The Texas Court of Criminal Appeals denied
an appeal.
Having
exhausted state remedies, movant Lovelace
then moved for a stay of execution in the
United States District Court at
approximately 5:15 p.m. on January 29, 1987.
The district judge was in another city
trying cases and thus it took until after
11:00 p.m. to reach him. Sometime after
11:30 p.m., the district judge denied the
stay. An oral motion for a stay of execution
was then made by movant to this Court.
In the
meantime this Court had been furnished with
movant's motion and with the state's reply
as well as transcripts of the sentencing
hearing and thus was thoroughly conversant
with the issues involved. We had also been
furnished a copy of the findings of fact and
conclusions of the law of the state district
judge as described above.
We heard
oral argument in a conference call, which
revealed no information countering the
findings of the state district court. This
Court then denied the oral motion for a stay
at 11:55 p.m. on January 29. The Court now
understands that the punishment of death was
carried out at approximately 1:00 a.m. on
January 30, 1987.
The oral
motion for a stay of execution was denied
because the record is clear that as a matter
of choice the prisoner under sentence of
death chose not to undertake to file any
motion for stay of execution or petition for
habeas corpus either on a pro se basis or
through the representation of movant
Lovelace or any other attorney. The record
reveals that Hernandez was a person of
substantial intelligence, with a degree of
at least junior college level, and was well
versed in the criminal law and procedures as
a result of his own studies over a period of
years. He had originally requested to the
jury assessing punishment that he be given
the death penalty rather than a life
sentence as a matter of preference. This
record is totally bereft of any indication
that Hernandez wished in any way to raise
any further questions concerning his
conviction and punishment in spite of a
number of attempts by family and others to
get him to do so.
This Court,
therefore, had before it no motion for stay,
no petition for habeas corpus, nor any other
legal request by or with the authorization
of Hernandez. Further, it must be concluded
that Lovelace had no standing as a "next
friend" to raise the issues over the
opposition of the prisoner. "Next friend"
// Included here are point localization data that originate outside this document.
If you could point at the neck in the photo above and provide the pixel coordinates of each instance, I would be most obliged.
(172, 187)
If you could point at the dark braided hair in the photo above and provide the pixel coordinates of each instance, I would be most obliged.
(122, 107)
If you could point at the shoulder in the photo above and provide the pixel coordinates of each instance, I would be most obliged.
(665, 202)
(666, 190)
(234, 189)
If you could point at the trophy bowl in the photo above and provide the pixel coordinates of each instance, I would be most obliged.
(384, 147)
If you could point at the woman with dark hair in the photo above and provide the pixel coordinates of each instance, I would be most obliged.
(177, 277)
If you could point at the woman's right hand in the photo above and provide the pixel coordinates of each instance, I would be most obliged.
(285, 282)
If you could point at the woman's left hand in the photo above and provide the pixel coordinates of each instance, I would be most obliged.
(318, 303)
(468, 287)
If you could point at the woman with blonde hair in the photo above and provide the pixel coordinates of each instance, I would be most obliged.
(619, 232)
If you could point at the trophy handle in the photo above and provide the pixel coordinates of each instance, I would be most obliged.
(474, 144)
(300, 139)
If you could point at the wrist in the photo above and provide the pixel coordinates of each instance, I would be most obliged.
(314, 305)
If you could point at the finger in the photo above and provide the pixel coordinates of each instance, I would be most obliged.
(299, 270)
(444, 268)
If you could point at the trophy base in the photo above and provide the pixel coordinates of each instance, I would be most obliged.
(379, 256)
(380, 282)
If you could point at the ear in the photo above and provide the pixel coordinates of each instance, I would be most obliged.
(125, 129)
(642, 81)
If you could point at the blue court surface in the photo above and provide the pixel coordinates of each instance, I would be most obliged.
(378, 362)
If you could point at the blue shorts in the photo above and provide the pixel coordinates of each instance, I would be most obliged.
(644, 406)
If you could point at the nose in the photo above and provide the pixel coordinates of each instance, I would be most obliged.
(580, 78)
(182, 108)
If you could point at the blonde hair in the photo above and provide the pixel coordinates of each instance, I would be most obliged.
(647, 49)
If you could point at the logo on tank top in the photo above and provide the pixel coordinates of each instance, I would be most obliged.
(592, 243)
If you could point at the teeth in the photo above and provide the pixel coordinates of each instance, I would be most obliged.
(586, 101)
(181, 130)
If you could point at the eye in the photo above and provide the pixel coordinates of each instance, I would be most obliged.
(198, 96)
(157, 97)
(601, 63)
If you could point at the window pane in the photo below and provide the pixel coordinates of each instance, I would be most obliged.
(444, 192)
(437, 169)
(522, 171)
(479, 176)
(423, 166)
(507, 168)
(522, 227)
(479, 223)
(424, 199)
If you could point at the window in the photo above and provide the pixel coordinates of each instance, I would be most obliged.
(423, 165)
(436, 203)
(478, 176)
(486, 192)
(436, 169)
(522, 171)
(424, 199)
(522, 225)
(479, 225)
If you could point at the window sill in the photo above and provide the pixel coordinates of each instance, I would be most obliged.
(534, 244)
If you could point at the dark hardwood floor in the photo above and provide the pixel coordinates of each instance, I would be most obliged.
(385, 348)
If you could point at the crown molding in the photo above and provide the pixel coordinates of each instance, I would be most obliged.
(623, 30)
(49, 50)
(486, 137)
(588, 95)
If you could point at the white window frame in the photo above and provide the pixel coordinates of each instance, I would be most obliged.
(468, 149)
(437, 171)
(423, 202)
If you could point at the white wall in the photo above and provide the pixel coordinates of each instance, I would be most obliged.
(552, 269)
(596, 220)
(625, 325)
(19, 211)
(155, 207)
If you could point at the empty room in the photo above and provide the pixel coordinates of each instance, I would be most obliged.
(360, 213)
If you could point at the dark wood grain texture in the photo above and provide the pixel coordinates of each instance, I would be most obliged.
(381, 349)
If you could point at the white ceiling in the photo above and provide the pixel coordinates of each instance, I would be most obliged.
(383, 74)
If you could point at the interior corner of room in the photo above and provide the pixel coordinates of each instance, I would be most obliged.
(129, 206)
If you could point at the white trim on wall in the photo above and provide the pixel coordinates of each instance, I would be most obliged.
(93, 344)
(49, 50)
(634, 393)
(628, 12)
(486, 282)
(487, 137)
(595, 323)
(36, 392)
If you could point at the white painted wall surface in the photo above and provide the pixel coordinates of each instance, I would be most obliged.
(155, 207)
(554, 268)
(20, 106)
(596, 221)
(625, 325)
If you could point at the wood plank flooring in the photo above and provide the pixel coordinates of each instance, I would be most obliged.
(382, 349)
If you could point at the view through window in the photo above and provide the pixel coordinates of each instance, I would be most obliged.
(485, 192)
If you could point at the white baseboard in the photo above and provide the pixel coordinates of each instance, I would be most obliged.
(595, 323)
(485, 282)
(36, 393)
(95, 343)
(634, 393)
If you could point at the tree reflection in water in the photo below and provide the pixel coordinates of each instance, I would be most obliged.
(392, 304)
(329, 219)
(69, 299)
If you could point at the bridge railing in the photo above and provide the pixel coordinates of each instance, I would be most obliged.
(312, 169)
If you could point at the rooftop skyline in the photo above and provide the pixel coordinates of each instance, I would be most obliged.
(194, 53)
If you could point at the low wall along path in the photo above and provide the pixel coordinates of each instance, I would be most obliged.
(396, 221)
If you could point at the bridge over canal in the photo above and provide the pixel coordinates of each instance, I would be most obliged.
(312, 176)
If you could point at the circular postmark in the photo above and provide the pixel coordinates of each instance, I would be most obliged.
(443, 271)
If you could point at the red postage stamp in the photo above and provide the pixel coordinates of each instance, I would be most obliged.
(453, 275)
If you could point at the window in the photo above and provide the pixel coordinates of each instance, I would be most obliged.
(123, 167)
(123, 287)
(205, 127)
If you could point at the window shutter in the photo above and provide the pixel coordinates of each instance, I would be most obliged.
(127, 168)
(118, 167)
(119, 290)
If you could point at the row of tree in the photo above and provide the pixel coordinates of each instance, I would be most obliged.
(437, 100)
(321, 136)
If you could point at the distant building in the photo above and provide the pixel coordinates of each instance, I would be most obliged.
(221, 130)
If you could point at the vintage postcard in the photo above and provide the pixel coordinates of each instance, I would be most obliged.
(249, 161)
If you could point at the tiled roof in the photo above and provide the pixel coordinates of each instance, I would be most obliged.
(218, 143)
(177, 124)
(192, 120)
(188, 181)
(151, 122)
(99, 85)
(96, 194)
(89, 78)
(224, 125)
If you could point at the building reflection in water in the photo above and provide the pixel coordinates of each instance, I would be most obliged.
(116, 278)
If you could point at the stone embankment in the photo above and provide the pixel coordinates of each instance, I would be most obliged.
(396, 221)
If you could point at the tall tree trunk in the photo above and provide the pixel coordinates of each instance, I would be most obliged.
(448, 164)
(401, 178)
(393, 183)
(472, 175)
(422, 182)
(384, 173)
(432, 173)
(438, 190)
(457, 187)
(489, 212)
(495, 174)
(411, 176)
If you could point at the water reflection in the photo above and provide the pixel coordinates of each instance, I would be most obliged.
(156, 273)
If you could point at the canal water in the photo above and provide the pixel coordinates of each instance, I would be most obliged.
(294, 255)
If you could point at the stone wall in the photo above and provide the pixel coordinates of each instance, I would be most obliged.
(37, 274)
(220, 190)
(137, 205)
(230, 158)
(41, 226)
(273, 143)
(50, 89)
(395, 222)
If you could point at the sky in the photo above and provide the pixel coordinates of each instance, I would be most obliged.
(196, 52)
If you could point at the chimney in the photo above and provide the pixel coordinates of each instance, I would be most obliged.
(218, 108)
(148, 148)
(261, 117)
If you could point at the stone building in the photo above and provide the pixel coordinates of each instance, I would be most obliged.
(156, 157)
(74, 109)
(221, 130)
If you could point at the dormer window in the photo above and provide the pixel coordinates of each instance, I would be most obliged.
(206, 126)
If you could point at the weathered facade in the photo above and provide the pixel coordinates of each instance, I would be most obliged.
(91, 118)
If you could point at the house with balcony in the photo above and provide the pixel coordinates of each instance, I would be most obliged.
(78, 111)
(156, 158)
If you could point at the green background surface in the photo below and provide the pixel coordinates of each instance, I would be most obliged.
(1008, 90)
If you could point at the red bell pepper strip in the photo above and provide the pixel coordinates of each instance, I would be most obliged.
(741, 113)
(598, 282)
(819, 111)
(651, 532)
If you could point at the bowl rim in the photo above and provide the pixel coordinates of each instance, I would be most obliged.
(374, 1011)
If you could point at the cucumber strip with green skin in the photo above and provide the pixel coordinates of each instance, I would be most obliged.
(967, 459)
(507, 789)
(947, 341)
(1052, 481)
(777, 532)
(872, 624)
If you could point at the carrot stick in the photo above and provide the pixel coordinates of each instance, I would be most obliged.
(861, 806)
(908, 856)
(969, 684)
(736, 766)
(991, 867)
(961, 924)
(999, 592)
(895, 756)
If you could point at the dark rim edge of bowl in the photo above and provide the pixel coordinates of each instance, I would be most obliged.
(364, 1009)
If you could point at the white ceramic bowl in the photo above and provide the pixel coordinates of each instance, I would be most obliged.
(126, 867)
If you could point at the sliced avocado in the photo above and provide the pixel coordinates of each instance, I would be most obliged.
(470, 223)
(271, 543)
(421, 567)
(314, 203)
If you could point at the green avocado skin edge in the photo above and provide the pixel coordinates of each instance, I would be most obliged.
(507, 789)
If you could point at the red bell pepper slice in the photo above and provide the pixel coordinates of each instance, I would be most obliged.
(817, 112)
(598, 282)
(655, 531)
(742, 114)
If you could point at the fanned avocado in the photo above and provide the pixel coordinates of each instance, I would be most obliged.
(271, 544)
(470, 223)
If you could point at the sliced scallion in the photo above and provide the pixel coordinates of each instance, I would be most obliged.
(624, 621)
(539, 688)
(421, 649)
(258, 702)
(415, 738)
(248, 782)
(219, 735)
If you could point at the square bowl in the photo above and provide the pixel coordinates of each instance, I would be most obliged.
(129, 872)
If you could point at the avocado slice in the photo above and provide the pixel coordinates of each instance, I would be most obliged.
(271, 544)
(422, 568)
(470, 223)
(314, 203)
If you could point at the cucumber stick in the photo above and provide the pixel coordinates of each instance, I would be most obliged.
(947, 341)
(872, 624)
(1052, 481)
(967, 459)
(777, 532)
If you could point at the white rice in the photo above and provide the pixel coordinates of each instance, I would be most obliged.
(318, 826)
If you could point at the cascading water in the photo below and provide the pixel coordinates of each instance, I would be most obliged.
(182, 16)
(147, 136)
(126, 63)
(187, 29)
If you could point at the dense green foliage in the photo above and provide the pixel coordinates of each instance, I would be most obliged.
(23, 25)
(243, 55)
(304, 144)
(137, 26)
petitions are permitted only if it is
clearly demonstrated that the individual is
unable to seek relief on his own behalf or
is mentally incompetent to do so. Gilmore v.
Utah, 429 U.S. 1012, 1014, 97 S.Ct. 436,
437, 50 L.Ed.2d 632 (1976). There is nothing
in the record which casts any doubt upon the
mental competence of Hernandez. There was,
therefore, no justification for a petition
or motion as next friend. Rumbaugh v.
Procunier, 753 F.2d 395, 398 (5th Cir.1985).